Since Uber and Lyft came to town and recruited ten times the number of drivers that had been issued licenses under the city’s regulatory taxicab regime, earnings of all drivers have tumbled. While Uber started out allowing drivers to keep almost the same amount per mile driven as the regulated taxi drivers were getting, it has since cut that rate from $2.35 to $1.35 per mile. Now Uber drivers charge lower fares, and they get the lion’s share of the business. But with their low mileage rate, they have to work seven 12-hour days each week to make enough to live in the expensive metropolitan region. Mohammed, a somali driver I met near the Al Aqbar mosque that was the first to allow drivers to hold organizing meetings, told me that he knew driving such long hours was dangerous. “But what choice do I have?” he asked. “I have to pay for my car, my apartment, to put food on the table.”

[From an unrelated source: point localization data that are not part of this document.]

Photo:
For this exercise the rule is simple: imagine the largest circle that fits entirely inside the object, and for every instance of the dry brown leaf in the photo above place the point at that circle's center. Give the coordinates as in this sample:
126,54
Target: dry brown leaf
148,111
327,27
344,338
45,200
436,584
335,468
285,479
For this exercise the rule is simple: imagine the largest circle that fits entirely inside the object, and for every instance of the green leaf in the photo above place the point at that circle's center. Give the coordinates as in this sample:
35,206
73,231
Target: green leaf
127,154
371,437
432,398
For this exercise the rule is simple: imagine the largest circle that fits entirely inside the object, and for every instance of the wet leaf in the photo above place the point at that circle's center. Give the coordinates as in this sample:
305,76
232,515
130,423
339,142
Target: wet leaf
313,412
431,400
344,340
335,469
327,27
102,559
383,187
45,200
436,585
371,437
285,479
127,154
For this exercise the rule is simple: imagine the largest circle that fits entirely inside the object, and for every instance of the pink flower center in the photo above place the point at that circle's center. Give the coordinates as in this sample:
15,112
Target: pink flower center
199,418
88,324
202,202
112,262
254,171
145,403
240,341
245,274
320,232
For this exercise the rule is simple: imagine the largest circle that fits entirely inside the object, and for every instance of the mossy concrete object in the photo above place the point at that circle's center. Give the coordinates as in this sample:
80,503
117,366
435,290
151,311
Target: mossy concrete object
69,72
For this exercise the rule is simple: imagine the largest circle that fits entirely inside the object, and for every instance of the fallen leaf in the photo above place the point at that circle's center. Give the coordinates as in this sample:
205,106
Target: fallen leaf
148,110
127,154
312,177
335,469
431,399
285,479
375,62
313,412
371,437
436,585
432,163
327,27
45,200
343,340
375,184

Mohammed told me he pays $600 per week for the car Uber pressured him to lease from Toyota. He also pays the company $1.40 per passenger as a “safe rider fee,” though he can’t figure out what he or his passengers are getting for the money, since background checks are minimal and fingerprinting is unknown. On the day I visited the airport parking lot, Uber drivers waited 40 minutes, on average, before they got a call to pick up a passenger. Some days are better, Mohammed informed me; by now the drivers know when the planes are landing, and they try to time their arrival at the airport to minimize their wait. But even when they time it right, their earnings are limited; a ride from the airport to town only nets them $16, and there’s no tipping. Worse, a recent company-imposed pooling policy requires drivers to pick up multiple passengers at different places to take them to common destinations at severely reduced fares. This “innovation,” communicated to drivers through Uber’s app, really has the drivers grumbling.
Licensed-cab taxi drivers probably have it worse. At nights and on weekends, millennial customers use their Uber app. As a consequence, most licensed drivers work an early shift, from 4:00 in the morning to 4:00 in the afternoon, seven days a week. Driving cab number 718, a Somali driver who was afraid to give me his name told me that before Uber arrived, he used to be able to make a decent living driving eight hour days. Now he has a choice; he can drive seven 12-hour days or he can reduce his lifestyle. He’s moved to a cheaper apartment and settled for straitened circumstances. He’s philosophical about his change of life, but he doesn’t think it’s right. “I don’t mind competition,” he told me. “Competition makes everyone play their best game. If you are skilled and have a good strategy, you can win. But this competition is unfair. Uber doesn’t pay the standard mileage rate, its insurance is no good, and it makes its drivers work unsafe hours. This competition you can’t win.” Another driver, an Ethiopian, made the other choice, working seven 12-hour days. “My kids think I’m an ATM machine,” he told me. “I never see them.”
This is total exploitation. There’s nothing wrong per se with having more cabs on the road. There is something very wrong in driving workers into poverty and pooling profits at the top.